Advantage: They rank very high on the Massive Text Embedding Benchmark Leaderboar, but take a ton of resources, as it's as intense as an LLM often with a min of 2B+ parameters. The advantage is, to my understanding, you can run them on any backend that can do regular LLM inference.

Usually we can reach almost similar SOTA Embedding quality by using SentenceTransformer: There is much wider support for a vast variety of embedding models, that support SentenceTransformer. Also, those models are usually much smaller than LLM based embedding models. They contain less than 1B params, and usually take up much less RAM and run quite efficiently on CPU, tho still slow.
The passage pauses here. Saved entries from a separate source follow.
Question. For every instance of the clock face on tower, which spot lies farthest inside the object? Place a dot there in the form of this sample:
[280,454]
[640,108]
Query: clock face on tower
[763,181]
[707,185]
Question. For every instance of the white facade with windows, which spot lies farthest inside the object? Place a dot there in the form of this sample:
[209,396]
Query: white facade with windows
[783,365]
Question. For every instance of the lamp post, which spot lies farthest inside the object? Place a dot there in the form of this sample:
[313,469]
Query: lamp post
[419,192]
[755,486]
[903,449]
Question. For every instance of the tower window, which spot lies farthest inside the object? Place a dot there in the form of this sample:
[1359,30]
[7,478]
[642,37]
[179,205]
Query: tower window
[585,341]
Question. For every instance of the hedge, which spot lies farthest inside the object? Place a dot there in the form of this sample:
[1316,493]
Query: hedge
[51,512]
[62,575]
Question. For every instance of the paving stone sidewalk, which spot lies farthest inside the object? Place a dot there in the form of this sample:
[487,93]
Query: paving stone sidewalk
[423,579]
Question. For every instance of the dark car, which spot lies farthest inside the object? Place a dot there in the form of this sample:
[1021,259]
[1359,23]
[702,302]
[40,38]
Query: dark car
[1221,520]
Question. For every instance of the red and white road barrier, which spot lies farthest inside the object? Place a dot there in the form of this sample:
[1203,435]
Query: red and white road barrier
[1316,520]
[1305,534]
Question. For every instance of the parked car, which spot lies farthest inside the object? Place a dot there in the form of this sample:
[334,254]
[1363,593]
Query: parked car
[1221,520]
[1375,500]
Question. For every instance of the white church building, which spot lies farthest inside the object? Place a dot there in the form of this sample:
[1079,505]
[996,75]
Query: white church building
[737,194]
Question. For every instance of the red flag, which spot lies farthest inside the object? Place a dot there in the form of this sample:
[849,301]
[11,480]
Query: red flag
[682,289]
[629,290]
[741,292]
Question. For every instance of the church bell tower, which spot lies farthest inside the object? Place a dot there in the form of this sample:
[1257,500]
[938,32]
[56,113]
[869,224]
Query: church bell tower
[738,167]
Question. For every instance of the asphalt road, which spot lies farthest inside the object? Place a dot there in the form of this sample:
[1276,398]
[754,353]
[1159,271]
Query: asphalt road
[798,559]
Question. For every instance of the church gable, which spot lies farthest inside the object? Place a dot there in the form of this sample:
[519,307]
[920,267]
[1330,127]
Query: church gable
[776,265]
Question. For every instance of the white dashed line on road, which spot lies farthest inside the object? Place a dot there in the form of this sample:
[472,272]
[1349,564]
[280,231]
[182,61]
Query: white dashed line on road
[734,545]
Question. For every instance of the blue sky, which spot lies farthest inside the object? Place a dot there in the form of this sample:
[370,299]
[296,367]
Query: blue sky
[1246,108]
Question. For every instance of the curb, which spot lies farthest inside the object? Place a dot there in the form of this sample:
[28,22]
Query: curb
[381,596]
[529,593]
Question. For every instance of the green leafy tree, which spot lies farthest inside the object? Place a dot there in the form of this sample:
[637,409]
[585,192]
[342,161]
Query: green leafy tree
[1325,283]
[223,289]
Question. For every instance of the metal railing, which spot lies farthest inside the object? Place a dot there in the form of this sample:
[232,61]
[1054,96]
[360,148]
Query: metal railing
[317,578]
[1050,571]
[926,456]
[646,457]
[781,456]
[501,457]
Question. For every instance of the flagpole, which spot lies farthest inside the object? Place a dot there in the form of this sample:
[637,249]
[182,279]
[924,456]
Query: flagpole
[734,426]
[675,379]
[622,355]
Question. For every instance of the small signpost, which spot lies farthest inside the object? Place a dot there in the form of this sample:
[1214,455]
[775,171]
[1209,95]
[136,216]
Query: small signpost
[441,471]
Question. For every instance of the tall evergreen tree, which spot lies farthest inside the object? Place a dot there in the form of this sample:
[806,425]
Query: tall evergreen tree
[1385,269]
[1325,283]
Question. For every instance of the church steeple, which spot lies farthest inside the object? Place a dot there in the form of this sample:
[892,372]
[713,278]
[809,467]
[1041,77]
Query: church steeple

Many of the most widely used embedding models have SentenceTransformer support: https://huggingface.co/mixedbread-ai/mxbai-embed-large-v1 https://huggingface.co/WhereIsAI/UAE-Large-V1 https://huggingface.co/intfloat/multilingual-e5-large-instruct https://huggingface.co/mixedbread-ai/mxbai-embed-2d-large-v1 https://huggingface.co/nomic-ai/nomic-embed-text-v1.5

Even FlagEmbeddings have a SentenceTransformer implementation, though not supporting some of the cool features that FlagEmbeddings have: https://huggingface.co/BAAI/bge-base-en-v1.5

Sadly afaik even ollama doesn't support regular SentenceTransformer Models yet and just has support for a few embedding models.

While going the vLLM route is quite cool for us people who use R2R with enterprise clients (like I mainly do), supporting ollama first, is maybe a better strategy. You would go from simple to complex. But consider choosing whatever supports SentenceTransformers now or in the futures, as you would get a broad range of embedding model support.